Le 21 octobre 1956, trois mois après la nationalisation du canal de Suez par le président Nasser, les gouvernants français et israéliens se concertent dans le plus grand secret dans une villa de Sèvres, à l'ouest de Paris. Ils sont rejoints le lendemain par des Britanniques.
La France est représentée par le président du Conseil Guy Mollet, le ministre des Affaires étrangères Christian Pineau, le ministre de la Défense Maurice Bourgès-Maunoury et le chef d'état-major Maurice Challe. D'Israël sont venus le président du Conseil David Ben Gourion, le ministre de la Défense Moshé Dayan et le ministre des Affaires étrangères Shimon Peres. L'Angleterre est plus modestement représentée par les diplomates Selwyn Lloyd, Patrick Dean et Logan.

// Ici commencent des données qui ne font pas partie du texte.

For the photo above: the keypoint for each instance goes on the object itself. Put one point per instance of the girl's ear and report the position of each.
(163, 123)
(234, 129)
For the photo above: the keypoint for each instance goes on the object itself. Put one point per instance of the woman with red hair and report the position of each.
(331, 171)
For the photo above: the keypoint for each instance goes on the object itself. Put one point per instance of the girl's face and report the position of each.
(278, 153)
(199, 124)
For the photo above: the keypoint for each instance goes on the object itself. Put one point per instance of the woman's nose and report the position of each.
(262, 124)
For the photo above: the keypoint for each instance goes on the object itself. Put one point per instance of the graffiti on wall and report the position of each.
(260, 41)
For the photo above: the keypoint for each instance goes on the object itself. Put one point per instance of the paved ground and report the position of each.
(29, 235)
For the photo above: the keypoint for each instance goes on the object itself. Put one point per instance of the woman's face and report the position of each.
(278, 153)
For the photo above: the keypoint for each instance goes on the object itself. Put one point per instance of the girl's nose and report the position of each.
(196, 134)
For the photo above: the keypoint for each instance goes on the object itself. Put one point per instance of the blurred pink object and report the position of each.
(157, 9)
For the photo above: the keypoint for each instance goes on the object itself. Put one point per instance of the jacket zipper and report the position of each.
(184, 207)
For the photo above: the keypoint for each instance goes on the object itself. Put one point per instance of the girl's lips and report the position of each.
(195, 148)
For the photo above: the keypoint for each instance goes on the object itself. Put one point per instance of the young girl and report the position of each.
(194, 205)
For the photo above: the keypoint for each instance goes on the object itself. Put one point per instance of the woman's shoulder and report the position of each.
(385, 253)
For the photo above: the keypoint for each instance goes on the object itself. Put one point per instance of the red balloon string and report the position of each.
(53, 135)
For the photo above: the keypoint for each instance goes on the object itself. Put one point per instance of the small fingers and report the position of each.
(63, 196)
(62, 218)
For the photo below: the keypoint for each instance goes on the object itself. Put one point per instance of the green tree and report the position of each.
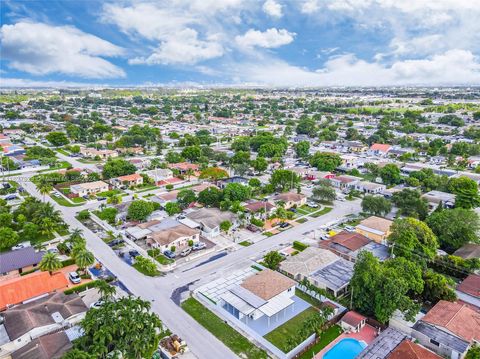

Ils se mettent d'accord sur une intervention militaire conjointe dans le Sinaï et la zone du canal. Le prétexte en est fixé le 24 octobre 1956 par un protocole secret qui restera dans les annales de la diplomatie comme un chef-d'oeuvre de cynisme et d'arrogance.
[Voir la copie du protocole secret]
Ce pacte de trois feuillets, signé en trois exemplaires par chacun des protagonistes, a été détruit par les Britanniques dès le début. Les Israéliens ont conservé le leur. L'original est introuvable dans les archives françaises, mais le ministre des Affaires étrangères Christian Pineau en avait conservé une photocopie chez lui. Elle est retranscrite ci-après avec sa typographie et ses coquilles :
PROTOCOLE
Les résultats des conversations qui se sont déroulées à SEVRES du 22 au 24 octobre 1956 entre les représentants des Gouvernements du Royaume-Uni de l'État-d'Israël et de la France sont les suivants :
1° - Les forces israéliennes lancent dans le 29 octobre 1956, dans la soirée une opération d’envergure contre les forces égyptiennes en vue d’atteindre le lendemain la zone du Canal.
2° - Les Gouvernements Britannique et Français constatant ces évènements adressent respectivement et simultanément dans le journée du 30 octobre 1956 au Gouvernement Egyptien et Israëlien les deux appels répondant aux lignes directrices suivantes :
A/ - Au Gouvernement Egyptien
a) - arrêter toute action de guerre.
b) - retirer toutes ses troupes à la distance de 10 milles du Canal.
c) - accepter l’occupation temporaire des positions clés sur le Canal par les Forces anglo-française pour garantir la liberté du transit sur le Canal par les navires de toutes Nations jusqu’à un règlement définitif.
B/ - Au gouvernement israëlien
a) - arrêter toute action de guerre.
b) - retirer toutes ses troupes à la distance de 10 milles à l’Est du Canal.
Par ailleurs le Gouvernement israélien sera informé de ce que les Gouvernements Français et Britannique ont demandé au Gouvernement Egyptien d’accepter l’occupation temporaire des positions clés sur le Canal par les Forces Anglo-Françaises.
Il est entendu que si l’un des deux Gouvernements refusait, ou ne donnait pas son accord, dans un délai de 12H, les Forces Anglo-Françaises interviendraient avec les moyens nécessaires pour que leurs demandes soient acceptées.
C/ - Les représentants des Trois Gouvernements sont d’accord pour que le Gouvernement Israëlien ne soit pas tenu d’accepter les clauses de l’appel qui lui est adressé, dans le cas ou le Gouvernement Egyptien n’accepterait pas celles de l’appel qui lui est adressé d’autre part.
3° - Dans le cas ou le Gouvernement EGYPTIEN, n’aurait pas dans les délais fixés donné son accord aux clauses de l’appel qui lui a été adressé, les Forces Anglo-Françaises déclencheront le 31 octobre dans les premières heures de la matinée les opérations militaires contre les Forces Egyptiennes.
4° - Le Gouvernement Israëlien enverra des Forces afin d’occuper la côté OUEST du Golfe d’AKABA, et le groupe des Iles TIRANE et SANAFIR pour assurer la liberté de navigation dans le golfe d’AKABA.
5° - Israël s’engage à ne pas attaquer la JORDANIE pendant la période des opérations contre l’Egypte.
Mais, au cas ou dans la même période la JORDANIE attaquerait Israël, le Gouvernement Britannique s’engage à ne pas venir en aide à la JORDANIE.
6° - Les dispositions du présent PROTOCOLE doivent demeurer rigoureusement secrètes.
7° - Elles entreront en vigueur après l’accord des trois Gouvernements.